ParsleyKitten · 07/10/2024 13:28

So I do the majority of the taking, conversation making - often get one word answers. When I’ve tried to explain that I would like to feel he wants to talk to me and could show this by starting conversations he responds and says ‘you know where I am if you want to speak to me’

It’s wearing me down. I feel like my head is on a brick wall trying to explain how that does not show someone wanting to talk/spend time together.

OP posts:
Bangwam1 · 10/10/2024 19:48

He threw something because you was moaning? Ah, hell no. If you stay with him, you’ll be the target of his anger in violence, and I’m not exaggerating.

Men like this are no good, I know, I’m with one. I’d give anything to be in your position again and have this advice.

If you stay it will be mind games constantly, you begging for normal emotion and love. You will be blamed for everything (even his actions), perhaps even with violence.

These men are children, they cannot handle any kind of introspection or accountability.

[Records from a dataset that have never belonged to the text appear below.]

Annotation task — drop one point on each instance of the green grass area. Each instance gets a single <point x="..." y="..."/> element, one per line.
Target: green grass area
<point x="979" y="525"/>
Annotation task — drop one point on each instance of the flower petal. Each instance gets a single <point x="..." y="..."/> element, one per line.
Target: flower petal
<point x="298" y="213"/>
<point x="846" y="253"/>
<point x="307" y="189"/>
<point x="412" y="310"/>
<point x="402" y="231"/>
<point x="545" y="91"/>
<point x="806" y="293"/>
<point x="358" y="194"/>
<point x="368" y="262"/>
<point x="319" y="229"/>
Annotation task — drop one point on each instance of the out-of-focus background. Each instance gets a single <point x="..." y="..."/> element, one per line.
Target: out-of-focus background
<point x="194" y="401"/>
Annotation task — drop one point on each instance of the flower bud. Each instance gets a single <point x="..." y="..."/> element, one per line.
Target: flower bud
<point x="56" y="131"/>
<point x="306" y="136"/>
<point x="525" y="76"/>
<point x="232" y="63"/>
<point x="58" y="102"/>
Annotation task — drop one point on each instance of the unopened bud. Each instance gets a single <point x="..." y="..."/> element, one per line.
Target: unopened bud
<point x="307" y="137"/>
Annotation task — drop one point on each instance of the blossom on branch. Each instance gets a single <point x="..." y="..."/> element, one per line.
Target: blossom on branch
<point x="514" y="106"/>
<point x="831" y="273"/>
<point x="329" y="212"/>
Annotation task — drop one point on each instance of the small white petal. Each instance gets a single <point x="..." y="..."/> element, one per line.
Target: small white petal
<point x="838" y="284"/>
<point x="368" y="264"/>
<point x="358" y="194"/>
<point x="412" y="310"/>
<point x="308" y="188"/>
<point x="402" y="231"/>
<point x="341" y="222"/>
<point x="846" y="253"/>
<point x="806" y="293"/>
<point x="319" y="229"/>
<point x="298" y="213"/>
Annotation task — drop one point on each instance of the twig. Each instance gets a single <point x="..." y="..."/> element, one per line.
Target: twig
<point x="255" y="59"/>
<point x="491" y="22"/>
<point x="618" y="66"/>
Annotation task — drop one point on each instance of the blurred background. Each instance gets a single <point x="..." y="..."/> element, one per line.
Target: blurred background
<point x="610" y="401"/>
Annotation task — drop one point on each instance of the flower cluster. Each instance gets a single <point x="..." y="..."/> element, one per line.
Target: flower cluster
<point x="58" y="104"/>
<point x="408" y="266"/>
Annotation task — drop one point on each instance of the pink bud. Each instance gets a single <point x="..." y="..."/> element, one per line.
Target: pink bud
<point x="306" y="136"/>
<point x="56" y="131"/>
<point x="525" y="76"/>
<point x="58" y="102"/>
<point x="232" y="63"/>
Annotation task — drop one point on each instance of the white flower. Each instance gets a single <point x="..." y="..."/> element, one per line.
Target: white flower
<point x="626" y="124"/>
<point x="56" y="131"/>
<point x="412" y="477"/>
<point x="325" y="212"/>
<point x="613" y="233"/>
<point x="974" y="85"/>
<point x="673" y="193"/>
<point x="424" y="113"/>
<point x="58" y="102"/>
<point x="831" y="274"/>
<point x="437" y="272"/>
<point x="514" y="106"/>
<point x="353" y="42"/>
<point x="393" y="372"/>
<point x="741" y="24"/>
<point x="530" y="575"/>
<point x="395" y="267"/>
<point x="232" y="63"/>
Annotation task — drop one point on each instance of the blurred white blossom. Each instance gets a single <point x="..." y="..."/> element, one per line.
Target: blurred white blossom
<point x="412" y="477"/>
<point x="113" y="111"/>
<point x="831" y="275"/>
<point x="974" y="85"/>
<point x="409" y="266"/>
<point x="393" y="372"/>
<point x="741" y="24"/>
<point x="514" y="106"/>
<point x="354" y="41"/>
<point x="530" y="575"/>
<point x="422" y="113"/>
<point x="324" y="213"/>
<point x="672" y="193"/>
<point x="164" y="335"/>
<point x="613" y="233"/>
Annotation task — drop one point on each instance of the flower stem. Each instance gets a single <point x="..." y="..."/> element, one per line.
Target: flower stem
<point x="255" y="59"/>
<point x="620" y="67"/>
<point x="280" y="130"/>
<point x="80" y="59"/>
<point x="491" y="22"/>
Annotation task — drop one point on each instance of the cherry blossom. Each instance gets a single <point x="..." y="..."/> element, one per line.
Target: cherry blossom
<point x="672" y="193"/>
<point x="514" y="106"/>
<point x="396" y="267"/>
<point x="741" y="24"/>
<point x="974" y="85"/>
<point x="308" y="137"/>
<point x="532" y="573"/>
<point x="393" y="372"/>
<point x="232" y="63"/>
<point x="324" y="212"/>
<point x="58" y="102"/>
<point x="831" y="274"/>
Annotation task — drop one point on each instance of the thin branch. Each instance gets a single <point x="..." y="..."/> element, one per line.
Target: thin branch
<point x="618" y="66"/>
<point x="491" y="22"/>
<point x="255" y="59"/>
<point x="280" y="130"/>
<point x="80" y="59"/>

Bangwam1 · 10/10/2024 19:54

OzzyTheBullSnortedAtMe · 07/10/2024 14:33

My husband is like this. Been married for 26 years and I don't know if I want to live the rest of my life like this. We never have a proper conversation and it's always me having to initiate it and keep it going.

You deserve love. There is no love without communication and acknowledgement. I have recently learnt that not making eye contact or being dismissive can actually be an abuse tactic. Done, precisely to make you feel unimportant.

You know you don’t want to live like this anymore.